In late February 2004, I was a parish pastor preparing to preside over my congregation’s first-ever Ash Wednesday service.

Ash Wednesday is, of course, the day when more liturgical traditions observe the beginning of Lent, the 40-day season of preparation for Easter. It is the custom in many congregations to have a service in which the priest or pastor marks the foreheads of every person in attendance with ashes in the shape of a cross while saying the words, “Remember that you are dust, and to dust you shall return.” It is a solemn symbol of our lament over our past sins and our desire to turn to God for forgiveness and new life.

I had learned in my liturgics class that it is most appropriate that the ashes used on Ash Wednesday are from burnt palm branches from the previous year’s Palm Sunday service. Since I was a new pastor in a congregation that had never observed Ash Wednesday, no one had kept palm fronds from the year before. I was confronted with a very practical challenge -- where does one get palm ashes on the day before Ash Wednesday?

I called one local Christian bookshop, but all of my liturgical brothers and sisters had already bought the shop’s supply. I called another Christian bookshop in the area that served a more evangelical clientele and was asked, “What’s Ash Wednesday?”

In desperation, I drove to the local big box home improvement warehouse, where I found potted living palm trees. I bought one and brought it back to the parsonage. I cut off branches and tried to light them on fire in a metal bowl in the parsonage sunroom.

Have you ever tried to burn green wood? It doesn’t burn; it produces an acrid smoke. As it wafted out of the parsonage windows, I saw it heading for my neighbor’s house. She was Southern Baptist and, after a few moments, phoned me to ask what I was burning. I told her palm branches for Ash Wednesday. She told me that if she ever smelled that smell coming from the parsonage again, she was going to call the sheriff.

Having no success burning the living palms and under threat of a visit from the sheriff, I abandoned my plan. I remembered that two of my members, Eddie and Melanie, had a wood-burning stove. I called them and asked if they would be willing to bring a bag of ashes to the service the next night. They did. Eddie and Melanie brought a garbage bag full of ashes to the church. (I neglected to mention that a Ziploc sandwich bag of ash would have been sufficient.)

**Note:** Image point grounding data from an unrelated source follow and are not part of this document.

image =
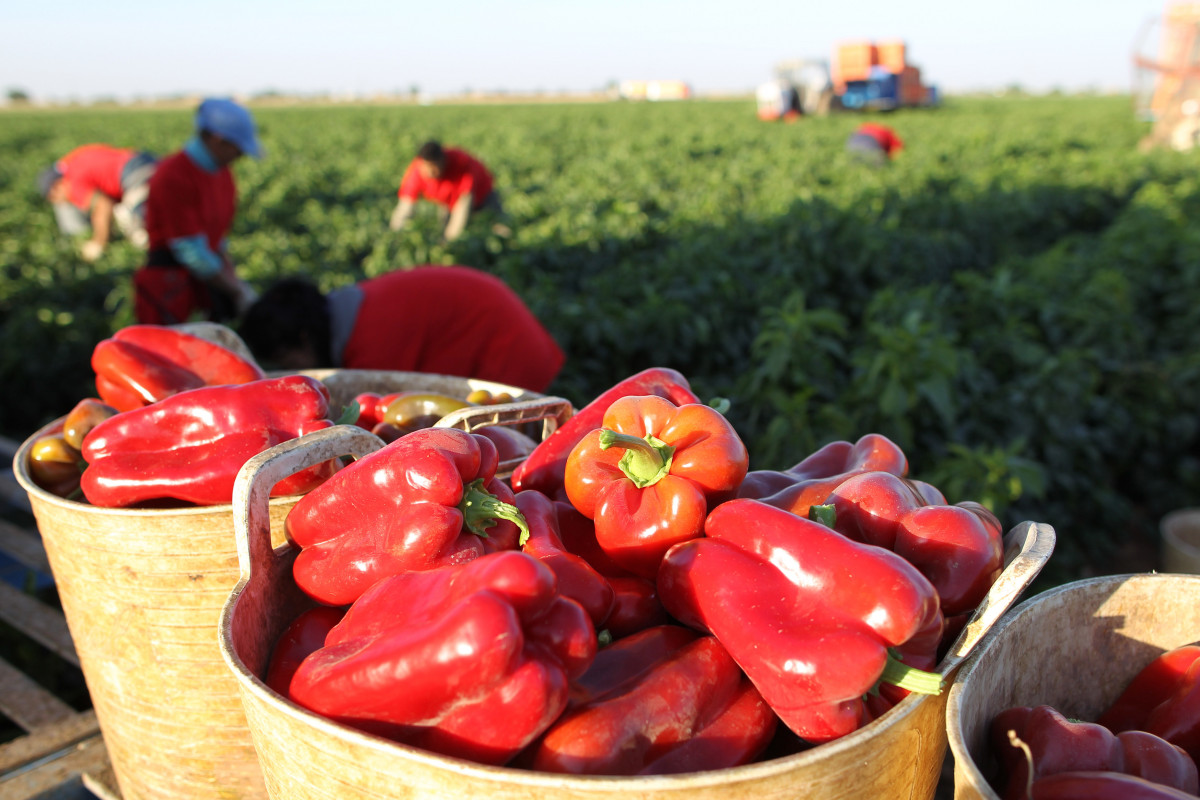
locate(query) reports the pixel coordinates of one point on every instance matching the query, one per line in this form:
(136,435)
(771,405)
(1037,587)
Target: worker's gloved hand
(91,250)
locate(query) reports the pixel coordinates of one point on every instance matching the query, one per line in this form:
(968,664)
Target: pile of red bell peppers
(1146,744)
(634,600)
(177,417)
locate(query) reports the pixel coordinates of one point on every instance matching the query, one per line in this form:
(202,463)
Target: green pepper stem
(918,681)
(480,510)
(646,461)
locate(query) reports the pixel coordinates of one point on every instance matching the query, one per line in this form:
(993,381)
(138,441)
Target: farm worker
(189,215)
(95,185)
(874,143)
(451,320)
(455,180)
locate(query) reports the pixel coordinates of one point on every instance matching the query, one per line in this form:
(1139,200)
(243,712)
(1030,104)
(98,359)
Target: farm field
(1015,301)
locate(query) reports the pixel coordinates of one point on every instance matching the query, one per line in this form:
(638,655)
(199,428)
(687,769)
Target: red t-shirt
(883,134)
(451,320)
(463,173)
(186,200)
(93,168)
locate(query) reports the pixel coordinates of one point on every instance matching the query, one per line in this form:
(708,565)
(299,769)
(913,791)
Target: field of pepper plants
(1015,301)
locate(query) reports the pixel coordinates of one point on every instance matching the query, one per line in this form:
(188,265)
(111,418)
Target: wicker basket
(143,589)
(1074,648)
(306,757)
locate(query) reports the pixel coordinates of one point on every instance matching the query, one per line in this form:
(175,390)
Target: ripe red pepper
(635,602)
(648,475)
(660,702)
(1103,786)
(190,446)
(301,638)
(810,482)
(1044,739)
(545,468)
(959,548)
(429,499)
(144,364)
(471,660)
(1163,699)
(809,614)
(576,578)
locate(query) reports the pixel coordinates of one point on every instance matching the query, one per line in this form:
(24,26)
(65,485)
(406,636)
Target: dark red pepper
(545,467)
(429,499)
(953,546)
(1164,699)
(190,446)
(1050,743)
(471,660)
(808,613)
(660,702)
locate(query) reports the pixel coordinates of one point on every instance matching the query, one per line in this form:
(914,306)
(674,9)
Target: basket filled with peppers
(1090,690)
(132,494)
(625,613)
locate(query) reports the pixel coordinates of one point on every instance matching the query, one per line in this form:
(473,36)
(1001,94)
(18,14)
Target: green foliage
(1014,300)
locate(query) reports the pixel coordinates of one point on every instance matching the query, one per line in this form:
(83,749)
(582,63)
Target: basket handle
(1027,547)
(258,476)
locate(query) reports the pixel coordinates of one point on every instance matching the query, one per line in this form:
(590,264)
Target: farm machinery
(864,76)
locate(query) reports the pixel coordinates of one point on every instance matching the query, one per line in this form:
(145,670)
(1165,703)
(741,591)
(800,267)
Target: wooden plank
(27,703)
(41,623)
(87,757)
(24,547)
(47,741)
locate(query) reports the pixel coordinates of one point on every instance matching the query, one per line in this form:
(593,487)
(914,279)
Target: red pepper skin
(576,578)
(190,446)
(301,638)
(953,546)
(143,364)
(545,468)
(810,482)
(429,499)
(808,613)
(641,512)
(1059,745)
(1103,786)
(472,660)
(660,702)
(1153,691)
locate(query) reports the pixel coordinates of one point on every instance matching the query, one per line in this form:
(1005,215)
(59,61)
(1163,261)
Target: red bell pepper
(190,446)
(809,614)
(576,578)
(429,499)
(1164,699)
(545,468)
(301,638)
(1043,740)
(143,364)
(810,482)
(635,601)
(1103,786)
(647,477)
(959,548)
(660,702)
(471,660)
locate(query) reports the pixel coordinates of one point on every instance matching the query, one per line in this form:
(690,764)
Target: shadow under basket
(306,757)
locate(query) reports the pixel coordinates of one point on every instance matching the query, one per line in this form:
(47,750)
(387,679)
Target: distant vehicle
(865,76)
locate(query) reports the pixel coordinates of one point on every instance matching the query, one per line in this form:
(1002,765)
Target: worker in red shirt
(190,211)
(874,143)
(450,320)
(455,180)
(95,185)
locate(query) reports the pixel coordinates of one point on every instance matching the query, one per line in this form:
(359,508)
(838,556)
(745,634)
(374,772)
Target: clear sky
(125,49)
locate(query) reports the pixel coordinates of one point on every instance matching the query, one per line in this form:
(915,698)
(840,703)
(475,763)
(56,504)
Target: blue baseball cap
(229,121)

Now, with an ample supply of ashes in hand, I confronted a new challenge -- how does one get the ashes to stick to people’s foreheads? I concluded that water was an essential ingredient in this mix. So about an hour before the service, I made a mud pie in the sacristy of that church, mixing ashes and water in a pie plate.

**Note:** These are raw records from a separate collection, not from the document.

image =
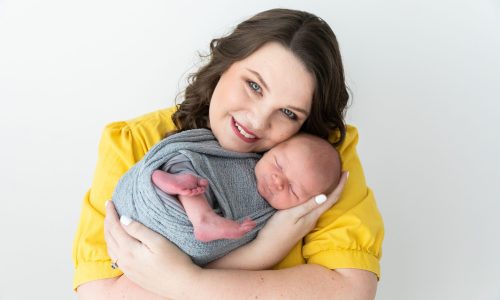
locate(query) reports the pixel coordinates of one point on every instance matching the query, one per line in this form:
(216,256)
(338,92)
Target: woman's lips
(242,132)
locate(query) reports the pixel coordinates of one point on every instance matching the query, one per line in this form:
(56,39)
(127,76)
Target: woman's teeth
(243,132)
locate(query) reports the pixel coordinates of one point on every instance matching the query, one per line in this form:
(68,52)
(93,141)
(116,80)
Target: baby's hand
(185,184)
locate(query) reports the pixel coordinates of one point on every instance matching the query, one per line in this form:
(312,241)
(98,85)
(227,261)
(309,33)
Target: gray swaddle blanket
(232,192)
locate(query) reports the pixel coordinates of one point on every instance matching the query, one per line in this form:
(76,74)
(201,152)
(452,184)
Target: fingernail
(125,220)
(320,199)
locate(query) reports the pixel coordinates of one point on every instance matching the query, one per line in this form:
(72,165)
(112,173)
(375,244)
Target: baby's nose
(278,181)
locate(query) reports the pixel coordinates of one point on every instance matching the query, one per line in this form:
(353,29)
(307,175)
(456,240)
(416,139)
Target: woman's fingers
(331,200)
(315,207)
(139,232)
(116,236)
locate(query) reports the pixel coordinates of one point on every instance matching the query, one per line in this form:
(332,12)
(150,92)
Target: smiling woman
(278,73)
(248,118)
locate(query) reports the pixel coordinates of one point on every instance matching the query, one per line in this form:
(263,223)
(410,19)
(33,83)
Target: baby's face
(286,176)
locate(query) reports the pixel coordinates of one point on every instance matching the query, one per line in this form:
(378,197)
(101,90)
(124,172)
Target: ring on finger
(114,265)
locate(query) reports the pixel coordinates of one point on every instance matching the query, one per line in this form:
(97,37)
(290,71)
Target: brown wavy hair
(307,36)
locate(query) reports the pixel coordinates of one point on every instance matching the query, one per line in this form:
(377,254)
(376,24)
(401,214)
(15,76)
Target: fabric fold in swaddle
(232,192)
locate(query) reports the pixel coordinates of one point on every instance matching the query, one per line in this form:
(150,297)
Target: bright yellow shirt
(349,235)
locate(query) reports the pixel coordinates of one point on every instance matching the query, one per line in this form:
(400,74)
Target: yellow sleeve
(122,145)
(350,234)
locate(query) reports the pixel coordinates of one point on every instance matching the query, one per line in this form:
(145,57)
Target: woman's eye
(289,114)
(293,192)
(255,86)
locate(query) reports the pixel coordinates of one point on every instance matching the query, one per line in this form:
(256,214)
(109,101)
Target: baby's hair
(325,161)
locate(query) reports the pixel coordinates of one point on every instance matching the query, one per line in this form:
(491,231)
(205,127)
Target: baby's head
(297,170)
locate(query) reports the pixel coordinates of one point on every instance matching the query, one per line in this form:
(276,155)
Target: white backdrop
(425,77)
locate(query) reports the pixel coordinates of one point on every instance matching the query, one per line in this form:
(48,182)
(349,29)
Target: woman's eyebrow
(260,79)
(305,112)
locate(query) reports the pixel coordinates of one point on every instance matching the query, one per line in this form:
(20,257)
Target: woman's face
(261,100)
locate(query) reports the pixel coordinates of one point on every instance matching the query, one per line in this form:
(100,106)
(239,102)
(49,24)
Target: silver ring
(114,265)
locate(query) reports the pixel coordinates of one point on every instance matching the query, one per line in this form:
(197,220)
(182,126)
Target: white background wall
(426,83)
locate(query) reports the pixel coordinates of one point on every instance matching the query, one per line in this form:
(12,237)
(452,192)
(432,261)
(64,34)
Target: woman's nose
(278,181)
(259,117)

You might remember -- I didn’t -- that ashes plus water plus time is the chemical equation that produces lye. So, as the liturgy went by and I marked my congregation with the shape of the cross, I was rubbing lye on our foreheads. By the benediction, there was an unpleasant burning sensation; by the next morning, there was a painful red cross.

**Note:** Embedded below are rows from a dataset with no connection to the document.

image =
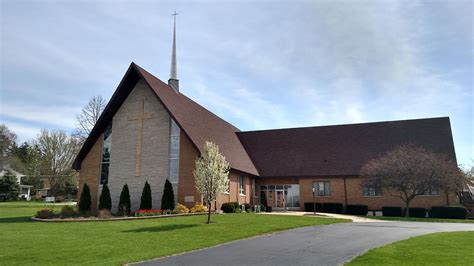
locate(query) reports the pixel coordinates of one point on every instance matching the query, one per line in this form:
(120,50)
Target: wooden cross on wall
(140,118)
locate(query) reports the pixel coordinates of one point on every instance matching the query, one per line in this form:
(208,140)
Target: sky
(258,65)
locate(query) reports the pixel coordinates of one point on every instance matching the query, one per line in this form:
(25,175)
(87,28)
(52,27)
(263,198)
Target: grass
(117,242)
(414,219)
(454,248)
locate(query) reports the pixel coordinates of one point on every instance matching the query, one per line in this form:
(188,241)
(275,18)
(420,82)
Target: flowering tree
(408,172)
(211,175)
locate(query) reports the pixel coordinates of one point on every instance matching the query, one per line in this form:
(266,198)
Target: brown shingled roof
(342,149)
(199,124)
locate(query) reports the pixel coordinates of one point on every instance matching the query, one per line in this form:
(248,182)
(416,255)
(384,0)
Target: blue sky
(259,65)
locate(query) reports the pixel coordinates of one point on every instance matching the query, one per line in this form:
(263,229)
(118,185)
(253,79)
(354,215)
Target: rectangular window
(322,188)
(241,185)
(372,190)
(104,171)
(430,192)
(174,152)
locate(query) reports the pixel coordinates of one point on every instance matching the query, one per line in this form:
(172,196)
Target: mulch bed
(126,218)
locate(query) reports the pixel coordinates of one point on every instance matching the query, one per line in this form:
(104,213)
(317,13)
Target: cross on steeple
(174,71)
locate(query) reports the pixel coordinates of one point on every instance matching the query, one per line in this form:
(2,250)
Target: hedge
(332,207)
(448,212)
(417,212)
(309,207)
(229,207)
(391,211)
(357,209)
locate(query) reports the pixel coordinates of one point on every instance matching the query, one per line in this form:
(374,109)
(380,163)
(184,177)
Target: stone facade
(90,172)
(154,151)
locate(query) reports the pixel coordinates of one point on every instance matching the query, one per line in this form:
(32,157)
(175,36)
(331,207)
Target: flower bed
(113,218)
(141,213)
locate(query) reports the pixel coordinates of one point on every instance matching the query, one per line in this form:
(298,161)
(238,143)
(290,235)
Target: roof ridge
(343,125)
(236,129)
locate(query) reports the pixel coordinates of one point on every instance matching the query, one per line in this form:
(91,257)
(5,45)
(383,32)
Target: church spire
(173,82)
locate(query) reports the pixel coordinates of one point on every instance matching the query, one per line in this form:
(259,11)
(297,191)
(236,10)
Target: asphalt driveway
(318,245)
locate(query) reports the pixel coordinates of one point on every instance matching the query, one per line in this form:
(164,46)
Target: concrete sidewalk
(316,245)
(355,219)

The following Sunday, several people told me we didn’t need to have an Ash Wednesday service ever again.

It is a painful memory in more ways than one, but I have thought a lot about that Ash Wednesday service in the decade since. For me, there is a valuable lesson in that day about leading with a beginner’s mind. That phrase, beginner’s mind, comes from Buddhism and speaks to a certain mindset that we must adopt, a mindset that lacks ego-driven assumptions and presumptions, a certain willingness to not know and to learn. It describes an open-hearted, open-minded disposition. It is another way of expressing what St. Benedict describes in his Rule that “always we begin again.” We are always in a process of not knowing and of learning, and the danger for us is in acting in self-protecting ways as if we already know everything we need to know.

Leading with a beginner’s mind is essential for clergy and for other leaders moving into new positions with new requirements. Seth Godin has written a book called “The Dip.” In it, he describes how people in the first weeks and months, even years, of trying new behavior or serving in new positions experience a noticeable decline in performance (“the dip”).

As we are learning, we are often less successful, less capable, less productive, but if we learn in and through the dip, we can become increasingly successful, capable and productive on the other side. Of course, the danger is that we experience the dip and give up, resigning ourselves to decreased performance and productivity.

In my first year in parish ministry, I wish that I had had the courage to keep a beginner’s mind. I wish that I had asked more questions and been less self-protective. I wish that I had realized that, for as much as I knew, there was still a great deal more that I needed to learn. I was going through the dip, and I didn’t know it.

I wish I had. On Ash Wednesday 2004, we all might have been spared some pain.